Typically, the pressurised CO.sub.2 stream is injected into the oil
reservoir, where it will be mixed with some of the oil which is
present. The mixture of CO.sub.2 and oil will displace oil which
cannot be displaced by traditional injections.
[0036] The invention will now be illustrated, by means of example
only, with reference to the accompanying FIG. 1.

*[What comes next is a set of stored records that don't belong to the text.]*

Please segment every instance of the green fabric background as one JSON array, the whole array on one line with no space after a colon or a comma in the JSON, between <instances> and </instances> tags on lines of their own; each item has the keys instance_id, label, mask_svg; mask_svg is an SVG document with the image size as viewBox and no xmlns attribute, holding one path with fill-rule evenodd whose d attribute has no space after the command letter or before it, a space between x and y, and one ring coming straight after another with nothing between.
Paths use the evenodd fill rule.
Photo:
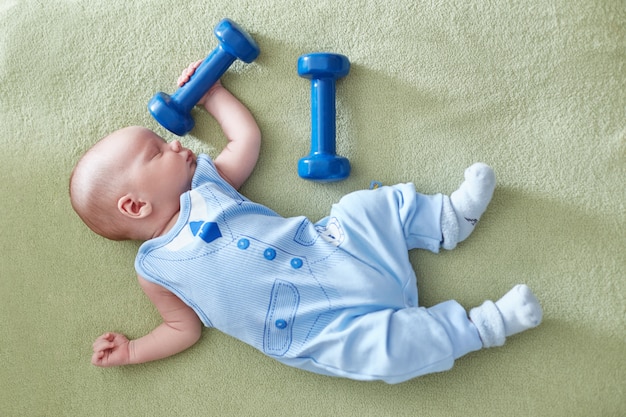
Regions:
<instances>
[{"instance_id":1,"label":"green fabric background","mask_svg":"<svg viewBox=\"0 0 626 417\"><path fill-rule=\"evenodd\" d=\"M262 50L223 78L263 131L247 196L316 220L371 180L450 193L487 162L498 187L471 239L411 254L420 302L470 308L526 282L541 327L396 386L291 369L214 331L161 362L91 366L100 333L141 336L159 316L137 244L81 224L69 173L122 126L173 139L146 104L223 17ZM337 147L353 172L333 184L296 173L311 121L296 61L315 51L352 62ZM0 415L626 415L625 64L623 0L1 0ZM221 132L194 114L183 143L215 155Z\"/></svg>"}]
</instances>

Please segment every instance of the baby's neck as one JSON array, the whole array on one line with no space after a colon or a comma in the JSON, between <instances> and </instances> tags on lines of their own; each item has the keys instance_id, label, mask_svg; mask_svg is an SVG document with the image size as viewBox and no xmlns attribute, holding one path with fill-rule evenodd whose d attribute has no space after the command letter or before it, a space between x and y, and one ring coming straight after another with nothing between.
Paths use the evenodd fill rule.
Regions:
<instances>
[{"instance_id":1,"label":"baby's neck","mask_svg":"<svg viewBox=\"0 0 626 417\"><path fill-rule=\"evenodd\" d=\"M167 222L167 224L165 225L165 228L163 229L163 232L159 235L159 236L163 236L164 234L166 234L167 232L169 232L170 230L172 230L172 227L174 227L174 225L176 224L176 222L178 221L178 217L180 216L180 210L177 211L176 213L174 213L174 215L172 216L172 218L170 219L169 222Z\"/></svg>"},{"instance_id":2,"label":"baby's neck","mask_svg":"<svg viewBox=\"0 0 626 417\"><path fill-rule=\"evenodd\" d=\"M174 213L174 215L169 220L166 220L166 222L164 223L164 226L161 227L161 228L158 228L156 230L156 232L153 234L153 236L151 237L151 239L154 239L154 238L159 237L159 236L163 236L167 232L172 230L172 228L174 227L174 225L178 221L178 217L179 216L180 216L180 210L177 211L176 213Z\"/></svg>"}]
</instances>

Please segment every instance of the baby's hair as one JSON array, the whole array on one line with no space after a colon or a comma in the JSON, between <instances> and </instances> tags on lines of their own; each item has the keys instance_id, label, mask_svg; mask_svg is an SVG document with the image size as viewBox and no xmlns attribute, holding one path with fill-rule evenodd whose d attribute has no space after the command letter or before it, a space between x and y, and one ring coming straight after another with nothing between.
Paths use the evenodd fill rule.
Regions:
<instances>
[{"instance_id":1,"label":"baby's hair","mask_svg":"<svg viewBox=\"0 0 626 417\"><path fill-rule=\"evenodd\" d=\"M111 240L126 240L123 217L117 210L124 167L100 151L104 138L78 161L70 176L70 201L81 220L95 233Z\"/></svg>"}]
</instances>

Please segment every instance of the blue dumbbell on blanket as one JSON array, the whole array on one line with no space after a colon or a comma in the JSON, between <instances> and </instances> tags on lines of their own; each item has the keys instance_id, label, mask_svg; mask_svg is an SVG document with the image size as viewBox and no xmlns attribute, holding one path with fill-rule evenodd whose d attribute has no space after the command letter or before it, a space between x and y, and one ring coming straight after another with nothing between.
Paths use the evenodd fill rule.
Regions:
<instances>
[{"instance_id":1,"label":"blue dumbbell on blanket","mask_svg":"<svg viewBox=\"0 0 626 417\"><path fill-rule=\"evenodd\" d=\"M298 161L304 179L330 182L350 175L350 161L335 149L335 81L348 72L350 61L344 55L313 53L298 59L298 75L311 80L311 153Z\"/></svg>"},{"instance_id":2,"label":"blue dumbbell on blanket","mask_svg":"<svg viewBox=\"0 0 626 417\"><path fill-rule=\"evenodd\" d=\"M150 114L170 132L183 136L193 129L191 109L226 70L240 59L250 63L259 56L254 39L230 19L222 19L214 29L219 45L200 64L189 81L169 96L157 93L148 103Z\"/></svg>"}]
</instances>

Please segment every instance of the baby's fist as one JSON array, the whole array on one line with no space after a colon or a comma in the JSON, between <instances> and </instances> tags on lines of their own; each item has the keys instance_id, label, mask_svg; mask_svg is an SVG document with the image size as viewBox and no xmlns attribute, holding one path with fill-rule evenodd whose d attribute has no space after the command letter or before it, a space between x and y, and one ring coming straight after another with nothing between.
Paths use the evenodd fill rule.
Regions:
<instances>
[{"instance_id":1,"label":"baby's fist","mask_svg":"<svg viewBox=\"0 0 626 417\"><path fill-rule=\"evenodd\" d=\"M130 342L120 333L105 333L93 342L91 363L109 367L126 365L130 362Z\"/></svg>"}]
</instances>

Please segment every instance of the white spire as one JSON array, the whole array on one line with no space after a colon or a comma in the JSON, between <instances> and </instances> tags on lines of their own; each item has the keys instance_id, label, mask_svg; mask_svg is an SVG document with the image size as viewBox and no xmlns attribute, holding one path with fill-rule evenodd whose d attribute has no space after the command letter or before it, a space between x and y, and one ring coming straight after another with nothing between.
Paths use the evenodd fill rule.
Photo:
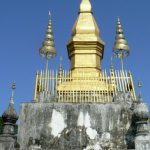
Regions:
<instances>
[{"instance_id":1,"label":"white spire","mask_svg":"<svg viewBox=\"0 0 150 150\"><path fill-rule=\"evenodd\" d=\"M11 94L11 98L10 98L10 104L14 104L14 92L16 89L16 84L13 83L11 88L12 88L12 94Z\"/></svg>"}]
</instances>

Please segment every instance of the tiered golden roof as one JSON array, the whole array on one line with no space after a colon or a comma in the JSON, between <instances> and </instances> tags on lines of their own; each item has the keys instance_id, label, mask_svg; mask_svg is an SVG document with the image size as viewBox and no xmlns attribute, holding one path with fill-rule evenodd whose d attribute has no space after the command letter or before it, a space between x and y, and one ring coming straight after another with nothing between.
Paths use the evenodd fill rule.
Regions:
<instances>
[{"instance_id":1,"label":"tiered golden roof","mask_svg":"<svg viewBox=\"0 0 150 150\"><path fill-rule=\"evenodd\" d=\"M117 57L126 57L129 55L130 48L125 40L120 19L117 20L116 40L114 43L114 55Z\"/></svg>"},{"instance_id":2,"label":"tiered golden roof","mask_svg":"<svg viewBox=\"0 0 150 150\"><path fill-rule=\"evenodd\" d=\"M53 31L52 31L52 20L49 12L49 22L46 30L46 36L42 47L40 48L40 55L45 58L50 58L56 55L56 48L54 43Z\"/></svg>"}]
</instances>

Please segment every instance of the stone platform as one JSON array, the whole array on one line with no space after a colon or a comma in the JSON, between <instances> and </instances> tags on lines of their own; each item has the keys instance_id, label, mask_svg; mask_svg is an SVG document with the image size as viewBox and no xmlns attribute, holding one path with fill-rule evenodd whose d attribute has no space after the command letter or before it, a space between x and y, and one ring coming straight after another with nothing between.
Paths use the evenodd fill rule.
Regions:
<instances>
[{"instance_id":1,"label":"stone platform","mask_svg":"<svg viewBox=\"0 0 150 150\"><path fill-rule=\"evenodd\" d=\"M108 104L22 103L21 150L134 149L130 95Z\"/></svg>"}]
</instances>

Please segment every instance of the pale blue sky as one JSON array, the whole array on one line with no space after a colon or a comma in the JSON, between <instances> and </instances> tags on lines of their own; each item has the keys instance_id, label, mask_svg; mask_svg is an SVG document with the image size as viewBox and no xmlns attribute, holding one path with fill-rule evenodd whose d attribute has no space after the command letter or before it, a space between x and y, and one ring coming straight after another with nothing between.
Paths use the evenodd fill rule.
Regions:
<instances>
[{"instance_id":1,"label":"pale blue sky","mask_svg":"<svg viewBox=\"0 0 150 150\"><path fill-rule=\"evenodd\" d=\"M91 0L91 3L101 37L106 43L102 67L109 68L119 16L131 48L125 68L133 72L135 85L141 79L144 101L150 104L150 1ZM66 43L77 18L79 4L80 0L1 0L0 114L8 105L13 81L17 84L17 110L21 102L30 102L33 98L36 70L45 67L38 49L44 39L49 10L57 48L57 57L50 61L50 68L58 68L60 56L63 56L63 67L69 68ZM120 61L115 59L114 64L119 68Z\"/></svg>"}]
</instances>

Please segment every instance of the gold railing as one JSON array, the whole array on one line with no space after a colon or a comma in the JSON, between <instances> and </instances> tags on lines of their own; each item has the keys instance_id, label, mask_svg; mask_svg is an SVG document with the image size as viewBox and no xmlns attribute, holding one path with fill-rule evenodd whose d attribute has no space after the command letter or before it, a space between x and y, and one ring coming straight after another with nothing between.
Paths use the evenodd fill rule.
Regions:
<instances>
[{"instance_id":1,"label":"gold railing","mask_svg":"<svg viewBox=\"0 0 150 150\"><path fill-rule=\"evenodd\" d=\"M101 71L98 77L87 77L84 73L73 76L72 71L37 72L34 101L39 95L53 97L55 102L112 102L118 92L130 92L136 100L131 72Z\"/></svg>"}]
</instances>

[0037] In FIG. 1, a power plant comprising a gas turbine (1), a
heat recovery steam generator unit (2) and a CO.sub.2 capture unit
(3) is shown. In the gas turbine, an oxygen-containing gas is
supplied via line 4 to compressor 5. Fuel is supplied via line 6 to
combustor 7 and combusted in the presence of the compressed
oxygen-containing gas. The resulting combustion gas is expanded in
expander 8 and used to generate power in generator 9. Remaining
exhaust gas comprising CO.sub.2 and oxygen is led via line 10 to a
heat recovery steam generator unit 2. In the heat recovery steam
generator unit, water is heated against the hot exhaust gas in
heating section 11 to generate steam. The steam is led via line 12
into a steam turbine 13 to produce additional power in generator
14. Optionally, an amount of fuel is led via line 15 to the heat
recovery steam generator unit and combusted, using oxygen from the
exhaust gas, to produce additional steam. Hot flue gas comprising
CO.sub.2 and oxygen and having an increased pressure is led via
line 16 to an amine absorber 17. Preferably, the hot flue gas is
first cooled in a cooler (not shown). In amine absorber 17,
CO.sub.2 is transferred at from the flue gas to the amine liquid
contained in the amine absorber. Purified flue gas, depleted in
carbon dioxide, is led from the amine absorber via line 18. Amine
liquid, enriched in CO.sub.2 is led from the amine absorber via
line 19 to a regenerator 20. In the regenerator, amine liquid
enriched in CO.sub.2 is depressurised and contacted with a
stripping gas at elevated temperature, thereby transferring
CO.sub.2 from the amine liquid to the stripping gas to obtain
regenerated amine liquid and a gas stream enriched in CO.sub.2. The
gas stream enriched in CO.sub.2 is led from the regenerator via
line 21. Preferably, the gas stream enriched in CO.sub.2 is
pressurised using a CO.sub.2 compressor (not shown) and the
pressurised CO.sub.2 stream is used elsewhere. Regenerated amine
liquid is led from the regenerator via line 22 to the amine
absorber. The heat needed to provide the elevated temperature of
the regenerator is supplied using low pressure steam, which is led
from steam turbine 13 via line 23 to the regenerator.